To correctly apply the Exterior Angle Property, follow these steps:
Identify the exterior angle of the triangle in the given problem.
Identify the two interior opposite angles (the angles that are not adjacent to the exterior angle).
Set up an equation where the measure of the exterior angle is equal to the sum of the measures of the two interior opposite angles.
Solve this equation to find the value of the unknown angle.
4. What is the step-by-step method to solve problems using the Pythagoras property in right-angled triangles from Exercise 6.5?
To solve problems using the Pythagoras property, follow this precise method:
First, confirm that the triangle is a right-angled triangle.
Identify the hypotenuse (the side opposite the right angle) and the other two sides (legs).
Apply the formula: a² + b² = c², where 'a' and 'b' are the lengths of the legs, and 'c' is the length of the hypotenuse.
Substitute the known values into the equation and solve for the unknown side.
5. How should I use the Triangle Inequality Property to check if a triangle can be formed with given side lengths?
The correct procedure is to check if the sum of the lengths of any two sides of the triangle is greater than the length of the third side. For sides a, b, and c, you must verify all three conditions as per the Triangle Inequality Property:
Is (a + b) > c?
Is (a + c) > b?
Is (b + c) > a?
If all three conditions are true, a triangle can be formed. If even one condition is false, a triangle cannot be formed with those side lengths.
6. Why is it important to show every step while solving problems in Chapter 6, 'The Triangle and its Properties'?
Showing every step is crucial because it demonstrates your understanding of the underlying geometric properties. For example, simply writing the answer for an unknown angle does not show whether you used the Angle Sum Property or the Exterior Angle Property. Step-wise solutions, as shown in the NCERT Solutions, help teachers award partial marks and allow you to trace back your logic to find errors in your method.
7. What is a common mistake students make when applying the Pythagoras property, and how can the NCERT Solutions help avoid it?
A very common mistake is incorrectly identifying the hypotenuse. Students sometimes add the squares of the hypotenuse and one side to find the other. The NCERT Solutions help by consistently emphasizing the first step: always identify the side opposite the 90° angle as the hypotenuse ('c' in a² + b² = c²). Following this structured approach prevents errors in setting up the equation.
8. How do the NCERT solutions for this chapter clarify the difference between a median and an altitude in problem-solving?

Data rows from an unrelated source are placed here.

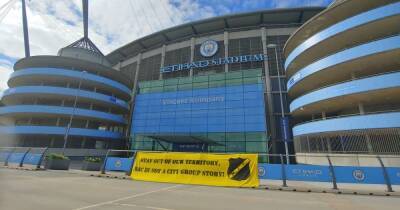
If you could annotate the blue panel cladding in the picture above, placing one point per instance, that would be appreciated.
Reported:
(237, 108)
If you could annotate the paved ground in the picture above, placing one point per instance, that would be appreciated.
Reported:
(71, 190)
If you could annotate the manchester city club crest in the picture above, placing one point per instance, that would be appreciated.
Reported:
(209, 48)
(239, 169)
(118, 163)
(358, 175)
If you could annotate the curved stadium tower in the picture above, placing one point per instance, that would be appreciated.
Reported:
(344, 80)
(48, 92)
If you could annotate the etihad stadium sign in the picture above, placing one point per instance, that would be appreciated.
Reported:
(213, 62)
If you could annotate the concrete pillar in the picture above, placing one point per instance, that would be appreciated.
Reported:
(162, 60)
(353, 75)
(226, 45)
(268, 88)
(52, 142)
(328, 144)
(132, 102)
(192, 48)
(369, 144)
(361, 108)
(83, 142)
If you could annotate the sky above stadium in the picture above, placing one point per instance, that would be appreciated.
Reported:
(55, 24)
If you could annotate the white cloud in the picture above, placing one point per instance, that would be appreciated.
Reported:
(5, 70)
(55, 24)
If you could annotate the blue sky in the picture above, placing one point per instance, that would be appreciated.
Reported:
(55, 24)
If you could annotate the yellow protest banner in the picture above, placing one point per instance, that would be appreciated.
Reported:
(237, 170)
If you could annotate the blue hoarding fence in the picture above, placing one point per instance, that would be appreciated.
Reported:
(286, 132)
(378, 173)
(118, 161)
(22, 156)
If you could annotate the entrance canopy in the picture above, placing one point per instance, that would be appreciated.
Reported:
(184, 139)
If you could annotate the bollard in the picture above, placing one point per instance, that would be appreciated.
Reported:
(385, 175)
(128, 173)
(283, 171)
(8, 157)
(332, 171)
(21, 163)
(103, 168)
(41, 158)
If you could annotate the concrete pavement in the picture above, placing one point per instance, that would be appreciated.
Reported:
(72, 190)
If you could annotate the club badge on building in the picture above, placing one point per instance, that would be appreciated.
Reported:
(358, 175)
(118, 163)
(209, 48)
(261, 171)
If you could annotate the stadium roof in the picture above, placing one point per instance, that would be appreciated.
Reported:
(270, 18)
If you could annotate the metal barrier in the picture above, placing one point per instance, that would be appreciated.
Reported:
(333, 169)
(119, 161)
(21, 156)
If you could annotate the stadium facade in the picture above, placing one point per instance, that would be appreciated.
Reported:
(222, 85)
(75, 98)
(211, 85)
(344, 80)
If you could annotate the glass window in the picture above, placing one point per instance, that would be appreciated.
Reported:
(257, 147)
(239, 146)
(235, 137)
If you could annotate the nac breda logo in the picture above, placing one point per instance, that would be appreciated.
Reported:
(359, 175)
(209, 48)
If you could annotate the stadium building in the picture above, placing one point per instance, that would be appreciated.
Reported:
(212, 85)
(75, 98)
(344, 80)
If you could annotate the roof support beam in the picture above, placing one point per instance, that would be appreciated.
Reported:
(226, 23)
(194, 30)
(261, 18)
(300, 16)
(165, 37)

The NCERT solutions clarify this by showing their different functions in problems. A median is always related to the midpoint of a side and is used in problems about dividing a side into two equal halves. An altitude is always related to the perpendicular height and is used in problems involving right angles. In an isosceles or equilateral triangle, a median and an altitude can be the same line, and the solutions for those specific cases help solidify this advanced concept.
9. How do the solutions for the Angle Sum Property and the Exterior Angle Property relate to each other?
The solutions demonstrate that these two properties are interconnected. The Angle Sum Property states that the three interior angles of a triangle add up to 180°. The Exterior Angle Property can be derived from it. If you have an exterior angle and its adjacent interior angle, they form a linear pair (sum to 180°). This means the exterior angle equals the sum of the other two interior angles, as (180° - adjacent angle) = sum of the other two angles. The solutions show you can often use either property to find missing angles.
10. How do I solve questions related to the properties of isosceles and equilateral triangles in this chapter?
To solve these problems, you must apply their unique properties. For an isosceles triangle, the key is knowing that the angles opposite the equal sides are also equal. For an equilateral triangle, you must know that all three sides are equal and all three angles are equal to 60°. The NCERT Solutions show how to use these facts to set up equations and find unknown angles or sides.